Может быть, скоро, такой же ночью, его настигнет смерть? Он знал, что никто в доме не будет удивлен, если однажды утром его найдут в постели уснувшим навеки. Он знал, что порой старики незаметно для самих себя угасают во время сна.
Миллеран, как он указывал, боялась, что это произойдет скорее всего в предвечерний час, когда он задремлет в своем старом кресле со скрещенными на животе руками.
Теперь и лежа в кровати, он принимал эту позу, позу мертвеца в гробу. Он делал это неумышленно, но оттого, что мало-помалу стал находить это положение удобным и естественным.
Было ли это предзнаменованием?
Он не верил ни в какие предзнаменования. Он не желал верить во что бы то ни было, он не верил теперь даже в полезность того дела, которое совершил. За всю свою жизнь он по крайней мере раз десять почел себя обязанным сделать нечеловеческое усилие, абсолютно необходимое, как он думал тогда, и в продолжение долгих дней, месяцев, многих лет жил в лихорадочном напряжении, преследуя поставленную перед собой цель наперекор всему и всем.
В этих случаях его неиссякаемая энергия, его могучая жизненная сила, приводившая в восторг профессора Фюмэ, сообщалась не только ближайшим его соратникам и палате депутатов, но всей стране, всему народу. Миллионы неведомых ему людей, вначале настороженных и недоверчивых, ловили себя на том, что слепо, в конце концов, идут за ним.
Из-за этого, почти биологического его свойства именно к нему прибегали за помощью в самые трудные минуты, когда, казалось, нет никакого выхода.
Сколько раз слышал он одни и те же слова доведенного до отчаяния очередного главы государства: «Спасите Францию!», или «Спасите Республику!», или еще «Спасите Свободу!». Во время каждого кризиса он незыблемо верил в свою миссию и не мог бы действовать без этой веры. Она была так глубока, что во имя ее он пожертвовал бы всем на свете — не только самим собой, но и другими людьми, а это было самое трудное.
Он до сих пор с ужасом, с содроганием вспоминал о первых своих шагах на посту министра внутренних дел… Он снова видел себя в черном, неумолимом кольце угольных шахт и доменных печей… Он стоял один между негодующими забастовщиками и отрядом солдат, которых вызвал, пытаясь договориться в последний раз…
Как только он намеревался что-то сказать, гул протестующих голосов покрывал его слова.
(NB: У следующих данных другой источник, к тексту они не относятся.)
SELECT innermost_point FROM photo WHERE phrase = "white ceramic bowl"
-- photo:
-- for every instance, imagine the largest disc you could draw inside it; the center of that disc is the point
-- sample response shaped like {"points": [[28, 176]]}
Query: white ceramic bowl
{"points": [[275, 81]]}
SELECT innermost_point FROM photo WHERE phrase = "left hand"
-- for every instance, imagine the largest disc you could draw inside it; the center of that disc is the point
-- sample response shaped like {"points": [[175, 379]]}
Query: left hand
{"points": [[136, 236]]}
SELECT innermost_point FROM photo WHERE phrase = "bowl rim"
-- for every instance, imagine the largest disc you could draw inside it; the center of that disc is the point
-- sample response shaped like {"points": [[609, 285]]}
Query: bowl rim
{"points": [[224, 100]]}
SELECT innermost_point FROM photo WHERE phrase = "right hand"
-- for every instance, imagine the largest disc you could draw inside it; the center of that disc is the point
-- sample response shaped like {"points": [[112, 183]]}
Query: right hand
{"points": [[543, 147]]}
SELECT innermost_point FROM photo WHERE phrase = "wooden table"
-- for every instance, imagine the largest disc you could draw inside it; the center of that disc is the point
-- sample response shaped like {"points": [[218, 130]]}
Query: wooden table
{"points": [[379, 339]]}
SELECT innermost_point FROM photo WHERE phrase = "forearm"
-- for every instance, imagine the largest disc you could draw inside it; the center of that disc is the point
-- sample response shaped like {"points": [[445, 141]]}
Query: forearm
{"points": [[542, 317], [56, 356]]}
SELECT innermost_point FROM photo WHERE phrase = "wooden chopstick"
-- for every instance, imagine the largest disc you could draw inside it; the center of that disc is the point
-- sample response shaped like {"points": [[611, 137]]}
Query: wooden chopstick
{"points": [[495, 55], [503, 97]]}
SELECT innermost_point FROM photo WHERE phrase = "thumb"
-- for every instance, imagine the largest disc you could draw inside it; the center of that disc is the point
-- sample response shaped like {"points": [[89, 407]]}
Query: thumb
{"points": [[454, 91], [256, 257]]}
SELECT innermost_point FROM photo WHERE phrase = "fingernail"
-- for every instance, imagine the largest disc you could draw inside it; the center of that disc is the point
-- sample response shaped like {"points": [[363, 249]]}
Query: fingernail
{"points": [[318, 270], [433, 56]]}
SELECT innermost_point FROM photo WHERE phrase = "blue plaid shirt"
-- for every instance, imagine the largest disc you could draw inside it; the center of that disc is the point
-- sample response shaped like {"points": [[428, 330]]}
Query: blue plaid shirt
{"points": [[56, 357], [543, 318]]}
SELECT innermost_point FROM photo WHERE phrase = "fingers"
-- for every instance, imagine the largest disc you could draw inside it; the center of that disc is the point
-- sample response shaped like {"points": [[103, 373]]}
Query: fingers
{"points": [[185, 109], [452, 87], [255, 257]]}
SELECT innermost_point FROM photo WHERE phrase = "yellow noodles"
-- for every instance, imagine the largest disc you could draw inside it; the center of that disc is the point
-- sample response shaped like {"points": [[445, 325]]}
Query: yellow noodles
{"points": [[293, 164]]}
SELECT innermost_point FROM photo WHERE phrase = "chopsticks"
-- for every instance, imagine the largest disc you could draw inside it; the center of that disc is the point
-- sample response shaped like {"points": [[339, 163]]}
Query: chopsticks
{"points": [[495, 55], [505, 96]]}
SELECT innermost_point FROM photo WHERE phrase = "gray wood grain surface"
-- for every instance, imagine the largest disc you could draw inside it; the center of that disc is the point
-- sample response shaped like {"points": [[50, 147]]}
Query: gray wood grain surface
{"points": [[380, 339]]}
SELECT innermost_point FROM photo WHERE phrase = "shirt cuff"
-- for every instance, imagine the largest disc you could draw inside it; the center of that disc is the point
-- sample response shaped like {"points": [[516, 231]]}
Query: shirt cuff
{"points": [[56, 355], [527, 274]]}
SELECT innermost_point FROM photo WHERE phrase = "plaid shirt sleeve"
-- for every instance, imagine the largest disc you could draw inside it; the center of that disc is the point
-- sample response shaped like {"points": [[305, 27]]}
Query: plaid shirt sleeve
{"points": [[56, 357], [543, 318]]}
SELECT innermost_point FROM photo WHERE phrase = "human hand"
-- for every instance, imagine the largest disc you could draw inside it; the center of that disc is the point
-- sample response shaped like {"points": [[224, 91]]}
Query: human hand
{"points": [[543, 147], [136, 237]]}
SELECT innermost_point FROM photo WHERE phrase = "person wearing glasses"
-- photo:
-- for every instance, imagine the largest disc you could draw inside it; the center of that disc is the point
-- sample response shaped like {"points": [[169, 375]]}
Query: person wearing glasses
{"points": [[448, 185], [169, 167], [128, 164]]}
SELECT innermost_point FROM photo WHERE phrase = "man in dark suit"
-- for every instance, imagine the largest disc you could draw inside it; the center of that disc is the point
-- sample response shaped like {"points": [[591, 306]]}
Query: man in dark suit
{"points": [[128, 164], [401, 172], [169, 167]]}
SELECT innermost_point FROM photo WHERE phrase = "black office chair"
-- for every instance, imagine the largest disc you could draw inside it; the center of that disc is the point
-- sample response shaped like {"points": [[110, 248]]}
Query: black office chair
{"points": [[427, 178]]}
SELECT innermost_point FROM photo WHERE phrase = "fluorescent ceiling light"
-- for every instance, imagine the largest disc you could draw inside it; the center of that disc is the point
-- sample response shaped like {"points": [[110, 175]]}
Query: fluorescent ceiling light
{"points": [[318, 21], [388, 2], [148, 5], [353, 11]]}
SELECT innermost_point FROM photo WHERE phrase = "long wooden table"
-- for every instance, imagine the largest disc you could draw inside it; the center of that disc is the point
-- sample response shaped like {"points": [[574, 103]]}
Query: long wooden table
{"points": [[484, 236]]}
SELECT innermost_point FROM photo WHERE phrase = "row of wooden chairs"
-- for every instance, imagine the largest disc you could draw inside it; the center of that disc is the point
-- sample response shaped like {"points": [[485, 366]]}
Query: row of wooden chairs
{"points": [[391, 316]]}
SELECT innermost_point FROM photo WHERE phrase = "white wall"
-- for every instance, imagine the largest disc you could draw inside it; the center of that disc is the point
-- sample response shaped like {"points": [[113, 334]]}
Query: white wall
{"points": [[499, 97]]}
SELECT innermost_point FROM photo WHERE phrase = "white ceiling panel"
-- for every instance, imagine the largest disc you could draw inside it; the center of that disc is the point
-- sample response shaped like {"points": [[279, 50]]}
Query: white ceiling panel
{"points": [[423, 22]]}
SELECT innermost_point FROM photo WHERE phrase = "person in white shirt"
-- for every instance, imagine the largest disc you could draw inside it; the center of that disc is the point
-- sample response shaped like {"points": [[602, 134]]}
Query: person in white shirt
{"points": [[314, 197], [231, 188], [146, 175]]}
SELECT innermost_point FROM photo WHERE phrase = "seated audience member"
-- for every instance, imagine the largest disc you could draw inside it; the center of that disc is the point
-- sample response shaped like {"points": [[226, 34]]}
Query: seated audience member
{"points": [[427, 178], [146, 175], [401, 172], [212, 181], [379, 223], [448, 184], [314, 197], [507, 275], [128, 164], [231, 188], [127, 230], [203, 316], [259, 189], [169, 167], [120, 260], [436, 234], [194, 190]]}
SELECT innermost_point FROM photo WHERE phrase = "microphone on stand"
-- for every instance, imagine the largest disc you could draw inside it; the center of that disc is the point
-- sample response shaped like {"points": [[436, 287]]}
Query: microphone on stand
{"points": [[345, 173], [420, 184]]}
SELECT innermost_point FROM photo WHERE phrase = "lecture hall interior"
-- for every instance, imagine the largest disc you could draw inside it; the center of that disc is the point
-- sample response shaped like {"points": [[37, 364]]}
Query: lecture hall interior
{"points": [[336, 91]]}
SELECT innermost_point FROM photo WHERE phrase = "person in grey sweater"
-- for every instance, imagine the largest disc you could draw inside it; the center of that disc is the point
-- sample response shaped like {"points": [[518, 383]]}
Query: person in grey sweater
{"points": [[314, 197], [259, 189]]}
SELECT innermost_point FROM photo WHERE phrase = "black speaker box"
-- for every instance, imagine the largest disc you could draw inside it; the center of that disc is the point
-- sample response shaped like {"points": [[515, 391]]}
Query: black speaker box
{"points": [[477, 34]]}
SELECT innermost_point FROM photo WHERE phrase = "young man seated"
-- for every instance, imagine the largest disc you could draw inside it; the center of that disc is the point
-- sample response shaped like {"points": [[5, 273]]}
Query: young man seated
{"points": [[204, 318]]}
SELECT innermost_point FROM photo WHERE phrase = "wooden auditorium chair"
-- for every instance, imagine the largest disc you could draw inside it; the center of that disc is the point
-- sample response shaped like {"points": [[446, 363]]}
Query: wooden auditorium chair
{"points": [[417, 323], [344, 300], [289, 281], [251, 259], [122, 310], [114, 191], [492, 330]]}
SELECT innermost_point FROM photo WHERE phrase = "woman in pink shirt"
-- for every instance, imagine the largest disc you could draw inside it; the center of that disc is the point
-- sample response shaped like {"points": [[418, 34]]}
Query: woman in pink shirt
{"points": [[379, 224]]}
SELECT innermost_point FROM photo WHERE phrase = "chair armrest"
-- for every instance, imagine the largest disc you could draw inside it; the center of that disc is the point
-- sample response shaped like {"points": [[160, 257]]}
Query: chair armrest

Потом, когда он замолчал, бессильно опустив руки, застыв на месте, как темный, зловещий и, несомненно, нелепый силуэт, наступила долгая напряженная пауза, свидетельствующая о колебаниях, о нерешительности обеих сторон.
Оба лагеря исподволь наблюдали друг за другом с недоверием и опаской, и вдруг, как по сигналу, — позднее было установлено, что сигнал действительно был, — кирпичи, камни, куски чугуна взлетели в воздух, а кони начали ржать и рыть копытами землю.
Он знал, что за это решение его будут упрекать, пока он жив, что назавтра большая часть страны проклянет его.
Но он считал своим долгом…
— Атакуйте, полковник!
Спустя восемь дней на стенах города были расклеены плакаты, изображавшие его с отвратительной усмешкой на губах, с окровавленными по локоть руками, а правительство было низвергнуто.
Но порядок был восстановлен…
Десять, двадцать раз он уходил в тень, исполнив то, что считал необходимым, и угрюмо и молчаливо ждал в рядах оппозиции, пока его снова ни призовут на помощь.
Однажды какой-то человек, ничем не примечательный, вроде Ксавье Малата, пришел просить его о назначении на пост, на который не имел права. Президент отказал ему. Выйдя из его кабинета, проситель выстрелил себе в рот прямо в многолюдной приемной.
С некоторых пор по совету врачей — его трех мушкетеров — он принимал на ночь легкое снотворное. Оно действовало не сразу, он постепенно погружался в приятное забытье, к которому теперь привык.